I am coming back to this issue again after almost a year, to see if things are easier now with FreeBSD and laptops using Optimus. As far as I have understood so far, the only thing that I can do is to use the Intel card instead of Nvidia, which is no problem for me. Through my quick-search, I found this thread and tried to follow it, but it must be out-of-date, since after applying the patches mentioned there, source building failed due to redefinition of some symbols, and after comparing the rej files found with original sources and patches, I realized that my was already patched (I am tracking FreeBSD-STABLE). I tried to follow this guide as well, but this seems to be even more outdated, as far as the kernel is concerned.

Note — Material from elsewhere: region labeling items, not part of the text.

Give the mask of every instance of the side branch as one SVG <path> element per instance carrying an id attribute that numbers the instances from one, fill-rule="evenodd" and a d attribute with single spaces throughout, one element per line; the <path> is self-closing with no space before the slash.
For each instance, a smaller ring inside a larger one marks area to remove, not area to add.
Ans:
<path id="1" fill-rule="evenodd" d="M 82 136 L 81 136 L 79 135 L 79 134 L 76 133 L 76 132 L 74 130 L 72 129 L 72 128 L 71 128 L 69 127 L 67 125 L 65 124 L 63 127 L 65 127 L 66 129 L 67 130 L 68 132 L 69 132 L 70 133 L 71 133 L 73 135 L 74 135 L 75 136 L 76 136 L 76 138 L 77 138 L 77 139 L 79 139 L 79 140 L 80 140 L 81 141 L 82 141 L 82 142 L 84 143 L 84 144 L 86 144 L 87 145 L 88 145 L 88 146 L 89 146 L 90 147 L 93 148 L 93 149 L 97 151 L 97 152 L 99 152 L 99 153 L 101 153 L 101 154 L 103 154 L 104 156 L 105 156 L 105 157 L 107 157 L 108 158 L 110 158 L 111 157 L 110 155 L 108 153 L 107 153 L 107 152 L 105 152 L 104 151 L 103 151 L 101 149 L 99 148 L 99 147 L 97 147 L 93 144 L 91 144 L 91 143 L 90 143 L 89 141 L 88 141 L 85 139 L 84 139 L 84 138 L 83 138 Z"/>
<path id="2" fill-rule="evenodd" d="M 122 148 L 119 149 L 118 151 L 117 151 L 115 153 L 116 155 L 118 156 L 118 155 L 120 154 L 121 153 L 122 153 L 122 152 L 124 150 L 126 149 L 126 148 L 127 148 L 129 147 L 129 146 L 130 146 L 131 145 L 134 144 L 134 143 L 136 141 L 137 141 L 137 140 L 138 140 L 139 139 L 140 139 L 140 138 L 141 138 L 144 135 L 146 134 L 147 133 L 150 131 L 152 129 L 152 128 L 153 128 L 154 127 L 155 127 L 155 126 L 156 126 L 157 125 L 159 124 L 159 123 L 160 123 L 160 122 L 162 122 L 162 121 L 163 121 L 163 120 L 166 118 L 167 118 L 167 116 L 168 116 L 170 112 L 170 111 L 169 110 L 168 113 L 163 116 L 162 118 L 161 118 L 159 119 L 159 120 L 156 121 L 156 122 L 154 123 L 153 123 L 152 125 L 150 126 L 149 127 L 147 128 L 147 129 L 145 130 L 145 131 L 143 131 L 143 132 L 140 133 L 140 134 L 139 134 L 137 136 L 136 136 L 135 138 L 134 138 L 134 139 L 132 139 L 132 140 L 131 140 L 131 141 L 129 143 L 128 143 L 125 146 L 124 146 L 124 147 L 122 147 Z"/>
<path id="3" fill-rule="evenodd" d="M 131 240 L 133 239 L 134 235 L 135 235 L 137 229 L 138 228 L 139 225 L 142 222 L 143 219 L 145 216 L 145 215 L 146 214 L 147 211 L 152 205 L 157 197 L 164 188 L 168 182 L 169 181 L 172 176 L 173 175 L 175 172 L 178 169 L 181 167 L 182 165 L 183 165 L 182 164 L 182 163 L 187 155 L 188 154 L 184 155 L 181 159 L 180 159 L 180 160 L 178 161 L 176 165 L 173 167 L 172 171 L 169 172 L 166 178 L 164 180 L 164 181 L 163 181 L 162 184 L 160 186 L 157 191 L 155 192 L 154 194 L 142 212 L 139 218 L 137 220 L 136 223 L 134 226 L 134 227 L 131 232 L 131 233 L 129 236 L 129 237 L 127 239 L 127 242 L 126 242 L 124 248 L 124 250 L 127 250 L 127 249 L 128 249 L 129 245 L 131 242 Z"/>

Nevertheless, I followed both guides towards using XORG_NEW, and I have rebuilt my sources to support it...or I think I did, cos my system says:


```
# Xorg -version

X.Org X Server 1.10.6
Release Date: 2012-02-10
X Protocol Version 11, Revision 0
Build Operating System: FreeBSD 9.1-PRERELEASE amd64 
Current Operating System: FreeBSD mamalacation.blabla 9.1-PRERELEASE FreeBSD 9.1-PRERELEASE #0: Sat Sep  1 16:59:27 UTC 2012     

root@mamalacation.blabla:/usr/obj/usr/src/sys/GENERIC amd64
Build Date: 01 September 2012  09:41:02PM
 
Current version of pixman: 0.24.2
	Before reporting problems, check http://wiki.x.org
	to make sure that you have the latest version.
```

Anyway, from the things I've read so far, and probably due to my low IQ, I still haven't figured out what I should do in order to use FreeBSD 9-STABLE for my laptop and have a proper display. So, here is my question: What are the steps I need to follow in order to use my Intel card on my laptop? Cos after one whole year working with Linux again...oo! It gave me a few headaches that I had forgotten they existed .

Thanx all in advance!


----------



## pkubaj (Sep 3, 2012)

9.1 already contains these patches.
You need to just install FreeBSD, then install Xorg with WITH_NEW_XORG="YES" and WITH_KMS="YES" set in /etc/make.conf. That's all.


----------



## mamalos (Sep 3, 2012)

OK, and which driver should I use in my xorg.conf (moreover: should I *kldload* any module)? Because I've built my sources this way, and xrandr shows only 1024x768 (*Xorg -configure* gives me the vesa driver).


----------



## pkubaj (Sep 3, 2012)

Just run `# Xorg -configure`


----------



## mamalos (Sep 3, 2012)

pkubaj, 

First of all thanx for your replies. Secondly, as I stated in my last post, I've already run 
`#  Xorg -configure` 
and the xorg.conf.new generated uses the vesa driver which does not allow for any resolution higher than 1024x768.


----------



## BeautifulFish (Sep 3, 2012)

/etc/X11/xorg.conf

```
Section "Device"
Driver          "intel"
```
You don't need to kldload any module.


----------



## mamalos (Sep 4, 2012)

I've tried it, but it doesn't find the driver. When I set the driver to intel it errs that no screens are available. I'll rebuild all my xorg+xf86 ports from scratch and see if it will work then.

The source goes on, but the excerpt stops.